Pimprenelle est chiffon

Il est des jours où je ne plais pas. Ce n’est pas que je m’aime ou que je m’aurais choisie si j’en avais eu le choix, mais bon, j’ai eu le temps de m’y faire à cette personne imparfaite, et vivre en bonne intelligence avec moi-même.

Je demande mieux, sans attendre plus, et je m’y attelle au quotidien. Je me chouchoute, je me dorlote, je gomme, crème, masque, colore, couvre, découvre, je me fais du bien. C’est ainsi.

Mais voilà qu’il me faut choisir l’arrivée des jours dits beaux pour me sentir moche. Est-ce le contraste, le changement d’éclairage,  ou bien

ou bien, j’ai perdu les codes, je ne sais plus comment apprivoiser le soleil tout en prenant garde aux températures. Et je n’aime pas les demis, sauf en bière, les moitiés, les imparfaits. Je veux du chaud du beau du constant. Je veux de l’été du soleil et des glaçons. Je veux des jupes et des pantalons larges et légers et des robes déjeuner de soleil. Je veux des tongs, des sandales. Je veux mes Tropéziennes, je veux mes KaJacques. Je veux courir les rues et transpirer, sentir mon sac battre sur ma hanche et ma bouteille d’eau bringuebaler à contre-courant.

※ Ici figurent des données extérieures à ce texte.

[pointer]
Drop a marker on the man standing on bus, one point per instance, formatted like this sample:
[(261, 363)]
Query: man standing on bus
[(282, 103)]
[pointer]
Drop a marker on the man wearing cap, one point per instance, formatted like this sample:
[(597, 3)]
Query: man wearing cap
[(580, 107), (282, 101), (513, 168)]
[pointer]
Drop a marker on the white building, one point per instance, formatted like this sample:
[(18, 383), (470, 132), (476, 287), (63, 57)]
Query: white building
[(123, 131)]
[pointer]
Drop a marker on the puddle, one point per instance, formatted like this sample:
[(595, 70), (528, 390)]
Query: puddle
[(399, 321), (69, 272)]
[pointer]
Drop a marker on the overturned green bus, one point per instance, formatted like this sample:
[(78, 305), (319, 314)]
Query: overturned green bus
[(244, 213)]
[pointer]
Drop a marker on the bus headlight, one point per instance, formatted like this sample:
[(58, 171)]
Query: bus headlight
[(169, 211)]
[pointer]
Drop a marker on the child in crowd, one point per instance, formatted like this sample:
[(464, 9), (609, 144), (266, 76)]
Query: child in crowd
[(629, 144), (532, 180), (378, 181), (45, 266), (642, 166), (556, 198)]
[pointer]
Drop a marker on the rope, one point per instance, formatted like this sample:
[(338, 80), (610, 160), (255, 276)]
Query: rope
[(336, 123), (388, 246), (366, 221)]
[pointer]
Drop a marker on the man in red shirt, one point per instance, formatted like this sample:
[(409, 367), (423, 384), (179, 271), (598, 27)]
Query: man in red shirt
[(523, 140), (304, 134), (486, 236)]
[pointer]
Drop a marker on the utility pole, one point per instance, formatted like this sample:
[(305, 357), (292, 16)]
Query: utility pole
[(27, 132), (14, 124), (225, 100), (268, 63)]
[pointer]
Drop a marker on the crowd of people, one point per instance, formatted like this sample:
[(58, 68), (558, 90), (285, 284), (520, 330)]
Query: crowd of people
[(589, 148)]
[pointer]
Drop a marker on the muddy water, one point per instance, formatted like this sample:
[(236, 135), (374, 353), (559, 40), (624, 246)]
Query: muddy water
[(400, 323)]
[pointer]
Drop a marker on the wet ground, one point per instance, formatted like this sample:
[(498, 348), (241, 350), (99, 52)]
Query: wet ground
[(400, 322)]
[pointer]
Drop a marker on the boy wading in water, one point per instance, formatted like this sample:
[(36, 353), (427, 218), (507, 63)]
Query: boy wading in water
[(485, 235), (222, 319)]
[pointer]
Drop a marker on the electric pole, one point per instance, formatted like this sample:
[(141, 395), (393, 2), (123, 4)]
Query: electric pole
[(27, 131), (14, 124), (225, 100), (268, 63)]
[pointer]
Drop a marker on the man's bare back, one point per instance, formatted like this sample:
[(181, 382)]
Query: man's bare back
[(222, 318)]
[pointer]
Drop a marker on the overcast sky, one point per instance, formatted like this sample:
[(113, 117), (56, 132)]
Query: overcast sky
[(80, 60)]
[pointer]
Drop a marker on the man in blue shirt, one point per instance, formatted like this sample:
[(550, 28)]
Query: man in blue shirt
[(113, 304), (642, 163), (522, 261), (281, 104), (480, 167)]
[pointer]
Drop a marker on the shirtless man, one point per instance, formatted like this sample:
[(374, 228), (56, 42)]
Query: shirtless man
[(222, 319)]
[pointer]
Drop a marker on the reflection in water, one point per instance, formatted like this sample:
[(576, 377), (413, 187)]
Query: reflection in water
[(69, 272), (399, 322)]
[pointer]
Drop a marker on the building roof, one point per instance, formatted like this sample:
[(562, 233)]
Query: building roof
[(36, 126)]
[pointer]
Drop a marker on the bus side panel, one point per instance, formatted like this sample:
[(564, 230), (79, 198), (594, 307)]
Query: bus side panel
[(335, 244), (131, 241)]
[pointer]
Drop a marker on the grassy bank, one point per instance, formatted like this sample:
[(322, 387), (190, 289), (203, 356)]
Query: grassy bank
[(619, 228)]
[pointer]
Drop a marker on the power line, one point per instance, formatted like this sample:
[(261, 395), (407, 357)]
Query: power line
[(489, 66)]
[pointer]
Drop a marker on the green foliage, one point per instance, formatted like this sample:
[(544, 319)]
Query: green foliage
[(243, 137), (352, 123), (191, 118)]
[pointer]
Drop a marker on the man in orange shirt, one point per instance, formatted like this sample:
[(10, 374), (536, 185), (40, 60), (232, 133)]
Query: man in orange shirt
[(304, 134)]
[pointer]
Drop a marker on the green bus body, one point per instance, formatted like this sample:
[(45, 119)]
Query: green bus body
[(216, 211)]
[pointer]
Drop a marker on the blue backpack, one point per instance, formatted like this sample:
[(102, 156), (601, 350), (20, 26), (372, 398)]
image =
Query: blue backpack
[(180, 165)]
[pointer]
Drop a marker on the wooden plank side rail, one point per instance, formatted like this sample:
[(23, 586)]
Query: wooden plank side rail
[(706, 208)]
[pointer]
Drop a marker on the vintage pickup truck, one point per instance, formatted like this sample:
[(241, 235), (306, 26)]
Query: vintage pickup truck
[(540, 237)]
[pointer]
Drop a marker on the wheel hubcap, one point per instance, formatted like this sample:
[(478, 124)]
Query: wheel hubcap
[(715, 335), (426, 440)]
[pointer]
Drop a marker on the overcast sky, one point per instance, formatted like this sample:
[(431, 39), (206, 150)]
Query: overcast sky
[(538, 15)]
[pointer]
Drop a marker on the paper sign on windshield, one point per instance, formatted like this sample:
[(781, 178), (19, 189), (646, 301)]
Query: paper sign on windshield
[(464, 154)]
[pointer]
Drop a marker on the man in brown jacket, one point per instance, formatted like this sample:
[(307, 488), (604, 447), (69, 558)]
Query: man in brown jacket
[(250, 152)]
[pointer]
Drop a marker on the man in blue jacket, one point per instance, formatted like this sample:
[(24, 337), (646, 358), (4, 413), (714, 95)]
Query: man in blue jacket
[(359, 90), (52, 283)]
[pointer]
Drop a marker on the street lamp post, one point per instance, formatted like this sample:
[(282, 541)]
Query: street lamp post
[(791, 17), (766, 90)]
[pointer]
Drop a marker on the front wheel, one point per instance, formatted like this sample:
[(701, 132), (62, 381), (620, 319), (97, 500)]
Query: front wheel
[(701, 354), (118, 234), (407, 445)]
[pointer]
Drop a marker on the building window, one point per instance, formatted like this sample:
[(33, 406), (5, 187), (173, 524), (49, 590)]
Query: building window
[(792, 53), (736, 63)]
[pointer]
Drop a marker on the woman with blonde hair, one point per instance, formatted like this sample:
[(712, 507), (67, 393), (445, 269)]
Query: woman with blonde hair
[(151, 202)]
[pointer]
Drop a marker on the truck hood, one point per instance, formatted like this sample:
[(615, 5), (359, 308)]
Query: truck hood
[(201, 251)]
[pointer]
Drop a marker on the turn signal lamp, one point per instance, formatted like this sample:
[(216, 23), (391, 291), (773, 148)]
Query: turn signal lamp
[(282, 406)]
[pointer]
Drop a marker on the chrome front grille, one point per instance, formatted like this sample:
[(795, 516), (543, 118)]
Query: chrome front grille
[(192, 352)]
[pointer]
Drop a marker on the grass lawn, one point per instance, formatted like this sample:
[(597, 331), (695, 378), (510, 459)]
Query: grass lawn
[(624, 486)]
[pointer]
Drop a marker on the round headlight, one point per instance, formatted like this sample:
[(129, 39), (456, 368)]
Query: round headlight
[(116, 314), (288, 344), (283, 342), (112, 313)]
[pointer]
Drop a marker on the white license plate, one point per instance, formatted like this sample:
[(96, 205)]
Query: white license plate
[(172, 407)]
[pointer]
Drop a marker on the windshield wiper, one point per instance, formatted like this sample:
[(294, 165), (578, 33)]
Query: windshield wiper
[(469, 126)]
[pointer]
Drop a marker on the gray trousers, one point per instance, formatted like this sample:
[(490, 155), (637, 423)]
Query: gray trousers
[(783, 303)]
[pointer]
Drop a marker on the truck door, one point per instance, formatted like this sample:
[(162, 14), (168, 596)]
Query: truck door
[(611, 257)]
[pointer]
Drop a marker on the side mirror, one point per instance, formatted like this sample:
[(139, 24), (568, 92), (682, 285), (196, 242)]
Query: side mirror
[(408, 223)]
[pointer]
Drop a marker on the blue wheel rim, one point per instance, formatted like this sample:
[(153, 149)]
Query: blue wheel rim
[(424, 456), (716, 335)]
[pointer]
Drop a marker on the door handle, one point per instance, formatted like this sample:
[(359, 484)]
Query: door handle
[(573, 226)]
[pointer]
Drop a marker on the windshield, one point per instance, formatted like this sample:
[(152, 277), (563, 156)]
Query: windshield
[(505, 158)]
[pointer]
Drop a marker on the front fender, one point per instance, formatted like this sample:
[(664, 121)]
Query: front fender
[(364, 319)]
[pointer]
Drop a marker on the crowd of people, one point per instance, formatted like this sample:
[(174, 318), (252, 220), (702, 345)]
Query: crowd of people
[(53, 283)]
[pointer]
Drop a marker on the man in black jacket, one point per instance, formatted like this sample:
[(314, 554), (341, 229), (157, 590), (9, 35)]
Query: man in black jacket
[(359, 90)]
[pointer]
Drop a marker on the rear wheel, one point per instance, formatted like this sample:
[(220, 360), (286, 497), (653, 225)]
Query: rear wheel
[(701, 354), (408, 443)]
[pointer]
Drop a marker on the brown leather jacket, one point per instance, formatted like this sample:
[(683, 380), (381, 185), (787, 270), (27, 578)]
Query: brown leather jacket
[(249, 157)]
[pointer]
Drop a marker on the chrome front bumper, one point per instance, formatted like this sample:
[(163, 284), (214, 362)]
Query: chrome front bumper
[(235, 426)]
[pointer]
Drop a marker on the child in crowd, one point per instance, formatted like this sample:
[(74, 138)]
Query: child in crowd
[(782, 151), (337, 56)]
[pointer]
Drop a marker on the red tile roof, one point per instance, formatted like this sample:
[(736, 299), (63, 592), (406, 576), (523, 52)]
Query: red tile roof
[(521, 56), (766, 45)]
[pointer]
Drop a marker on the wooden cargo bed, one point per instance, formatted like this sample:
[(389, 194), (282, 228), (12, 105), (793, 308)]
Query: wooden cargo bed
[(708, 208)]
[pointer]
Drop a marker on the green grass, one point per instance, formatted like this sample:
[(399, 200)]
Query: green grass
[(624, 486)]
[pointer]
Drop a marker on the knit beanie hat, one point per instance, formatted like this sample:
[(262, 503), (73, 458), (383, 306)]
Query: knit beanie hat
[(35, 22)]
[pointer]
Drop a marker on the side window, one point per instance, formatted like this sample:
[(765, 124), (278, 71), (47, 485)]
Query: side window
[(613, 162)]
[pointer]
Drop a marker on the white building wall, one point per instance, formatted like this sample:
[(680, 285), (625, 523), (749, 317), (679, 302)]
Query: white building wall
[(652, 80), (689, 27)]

Je suis une femme solaire, pleine de contradiction, à la peau claire, une rougissante au moindre rayon. J’aime me promener le soir et sentir crépiter ma peau gorgée de chaleur, et rentrer chez moi, passer ma nuque sous l’eau du robinet, la boire à longues gorgées, ouvrir fenêtres et volets et créer des courants d’air.

Mais il me faut faire taire mon impatience. Elle n’est pas de saison.

Je m’adapte, range pulls et manteaux dans les placards que je laisse entre-ouverts. Je fais un tour chez H&M, achète quelques basiques confortables, masculins et structurés. Je ne m’attarde pas, je veux juste me rendre supportable.

Où que mon regard se pose, rien en moi ne mérite … grâce. J’ai des envies de coiffeur, de coupes et colorations folles éclatantes et pétantes, qu’ensuite je regretterai. Mais je sais que bientôt çà va passer

Et je sors les albums en quête d’une moi plus légère moins complexée, moins narcissique. Et de regarder les photos, m’y découvrir dans un soupir somme toute ravissante, alors même que je l’ignorais.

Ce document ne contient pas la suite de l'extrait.